Hackathon team: Luke, Hannah and Steven
Go check out our Devpost for our Hackathon story!!
Do you find yourself at home constantly asking, "What's there to eat?" Cooking can be hard. Especially when there are so many recipes out there and you don't have all of the ingredients in your kitchen. As broke engineering students, we understand the struggle. We were inspired to develop software that eases the stress of figuring out what to make to eat, while eliminating the need to buy more groceries. Ultimately saving our wallets from eating out and our health from eating instant ramen.

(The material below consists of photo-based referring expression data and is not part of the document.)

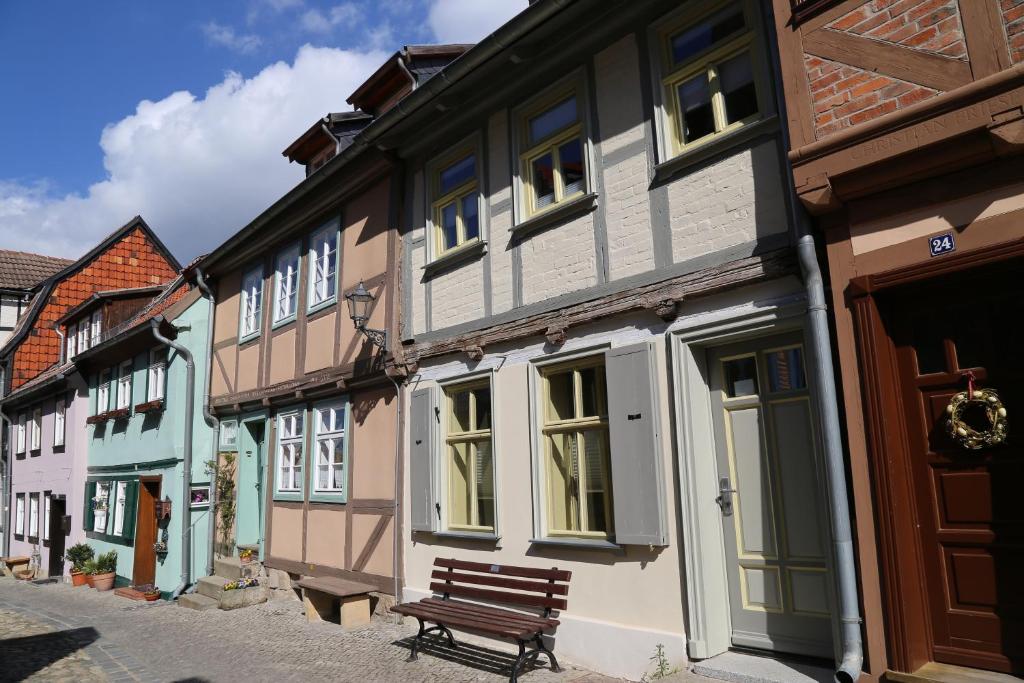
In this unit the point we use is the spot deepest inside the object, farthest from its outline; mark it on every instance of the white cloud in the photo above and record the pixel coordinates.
(469, 20)
(218, 34)
(198, 169)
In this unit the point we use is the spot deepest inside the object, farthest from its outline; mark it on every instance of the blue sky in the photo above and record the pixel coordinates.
(178, 110)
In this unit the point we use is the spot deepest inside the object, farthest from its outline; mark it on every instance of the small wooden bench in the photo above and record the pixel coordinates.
(527, 589)
(321, 594)
(12, 564)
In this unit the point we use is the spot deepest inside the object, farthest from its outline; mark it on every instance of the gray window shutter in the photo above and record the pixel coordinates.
(421, 456)
(636, 454)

Recipe Vault uses a camera module to scan the items in your fridge or pantry. Utilizing computer vision from Google Cloud Vision, it compiles a list of the ingredients you have and lists them on the screen. From there, the user can click a button to access recipes that use the ingredients on their list (based on Spoonacular API results).
The code here:
-
Captures images through PiCamera module and Raspberry Pi 4.
-
Analyzes the captured images using Google Vision
-
Compiles a list of ingredients to send to our API endpoint for the frontend to access.
-
Check out the frontend code here
Requires:
A Google Cloud Credential file with google-vision-api permission labelled rv-cred.json in src folder and Pi Camera module connected to a Raspberry Pi (code built on Raspberry Pi 4). If you are testing the camera module on the Pi using test/camera.py, then GPIO pin 17 (BCM) should be connected to a button for trigger.
To run the main program, run node ./main.js in the project directory and access endpoint at localhost:3000/get_ingredients. See hardware setup requirement under test below.
test/camera.py is used to test that the camera is functional. Run on Pi with camera module connected and use GPIO pin 17 to trigger camera capture
src/main.js configures the Raspberry Pi Camera module and utilize Google Vision API to return a list of ingredients.